すでに、ZA002はアリゾナ州のピマ航空博物館に(2015年3月)、ZA003はワシントン州のシアトル航空博物館に(2014年11月)、それぞれ寄贈されている。ちなみに、ZA002(現役時代の登録記号N787EX)は、就航前の適合性検証(SROV : Service Ready Operational Validation)を実施するため、2011年7月に日本に飛来したことがある。
そして、残るZA001(登録記号N787BA)については、中部国際空港に寄贈されることになった。ボーイング社ではこれについて、「ボーイング787型機の機体構造体の35%は中部地域で生産されており、大型貨物機のドリームリフターにて、ボーイングの米国内最終組立工場に輸送されています。ZA001号機は、日本唯一のドリームリフター就航地点である中部国際空港及び中部地域へ里帰りすることになります」と説明している。
なお、ドリームリフターによる機体構造材の空輸については、拙稿「【レポート】ボーイング社、ドリームリフター・オペレーションズ・センターを開設 - 中部国際空港に設置しサプライチェーンを効率化 (2014/3/19)」も御覧いただければと思う。
ZA001、セントレアに到着
さて。ZA001は予定通り、2015年6月21日午前10時30分(現地時間。日本時間は6月22日の午前3時30分)に、シアトルのボーイング・フィールドを離陸して中部国際空港に向かった。エアラインの機体ではないから便名をどうするのかと思ったら、「BOE1」だそうである。「BOEing」の「1号機」か。
筆者は当日の朝に、新幹線と名鉄を乗り継いで中部国際空港入りした。空港に着いてみると、駅からターミナルビルに向かう連絡通路も、ターミナルビル中央の吹き抜けも、わざわざ「ZA001歓迎」のタペストリーを掲げていた。
これについて空港の方に伺ったところ、空港でも盛り上げようとして装飾を施した由。そして、ターミナルビル屋上のスカイデッキ(展望デッキ)は朝から続々と撮影者が詰めかけて、ZA001到着の時点では1,000人に達していたそうである。エアラインが運航に使用している787なら、すでに頻繁に飛んでいるが、やはり初号機飛来の話題性はすごい。

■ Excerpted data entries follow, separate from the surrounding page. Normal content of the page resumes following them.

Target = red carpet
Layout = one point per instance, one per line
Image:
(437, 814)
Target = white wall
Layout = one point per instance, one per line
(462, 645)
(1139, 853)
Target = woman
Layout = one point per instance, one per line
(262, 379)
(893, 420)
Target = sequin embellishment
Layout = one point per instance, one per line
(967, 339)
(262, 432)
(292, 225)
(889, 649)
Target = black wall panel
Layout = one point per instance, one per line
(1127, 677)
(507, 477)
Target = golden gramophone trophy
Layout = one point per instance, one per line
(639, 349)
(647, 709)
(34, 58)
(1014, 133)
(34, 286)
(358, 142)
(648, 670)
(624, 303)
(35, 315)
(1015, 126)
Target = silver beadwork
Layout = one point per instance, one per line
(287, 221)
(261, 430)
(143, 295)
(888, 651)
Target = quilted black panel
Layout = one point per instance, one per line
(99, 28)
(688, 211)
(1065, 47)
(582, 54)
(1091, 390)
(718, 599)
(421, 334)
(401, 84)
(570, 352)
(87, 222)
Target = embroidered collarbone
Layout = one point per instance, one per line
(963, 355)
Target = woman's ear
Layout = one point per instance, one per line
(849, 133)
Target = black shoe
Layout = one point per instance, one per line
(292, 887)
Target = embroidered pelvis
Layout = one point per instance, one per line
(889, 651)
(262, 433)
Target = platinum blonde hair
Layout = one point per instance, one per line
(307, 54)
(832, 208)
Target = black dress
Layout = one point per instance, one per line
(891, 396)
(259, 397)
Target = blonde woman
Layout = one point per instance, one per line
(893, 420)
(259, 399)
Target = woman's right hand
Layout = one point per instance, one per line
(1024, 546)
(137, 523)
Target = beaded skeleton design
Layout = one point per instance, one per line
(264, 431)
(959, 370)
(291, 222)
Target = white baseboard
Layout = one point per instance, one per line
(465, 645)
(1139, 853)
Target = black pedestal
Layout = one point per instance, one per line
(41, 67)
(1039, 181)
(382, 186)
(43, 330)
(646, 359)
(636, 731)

報道陣は、着陸後に使用する28番スポットで待機していたが、この日の中部国際空港は南風運用で、ZA001も北側からのアプローチとなった。そのため、28番スポットから見るとターミナルビルを隔てた向こう側にタッチダウンする形になってしまったのが残念だ。タッチダウンの瞬間は見られなかったが、その後、スポットインする現場は見ることができた。
着陸して、28番スポットに向けてタキシングするZA001 |
JALとANAのグランドクルーがお揃いで「おかえりなさい」の横断幕を |
一方、ボーイング社のスタッフだろうか、こちらは「ただいま」の横断幕を。パイロットも日本語で「ただいま」と挨拶していた |
スポットインの際には、業界の恒例で、空港の消防車が行う放水によるアーチの下を通る演出がなされた。
その後、横付けされたタラップに3名のパイロットが降り立ち、まず中部国際空港の川上社長とボーイング・ジャパンのジョージ・マフィオ社長がタラップを上がってパイロットを出迎えるとともに花束贈呈が行われた。それに続いて、川上社長とマフィオ社長による挨拶があった。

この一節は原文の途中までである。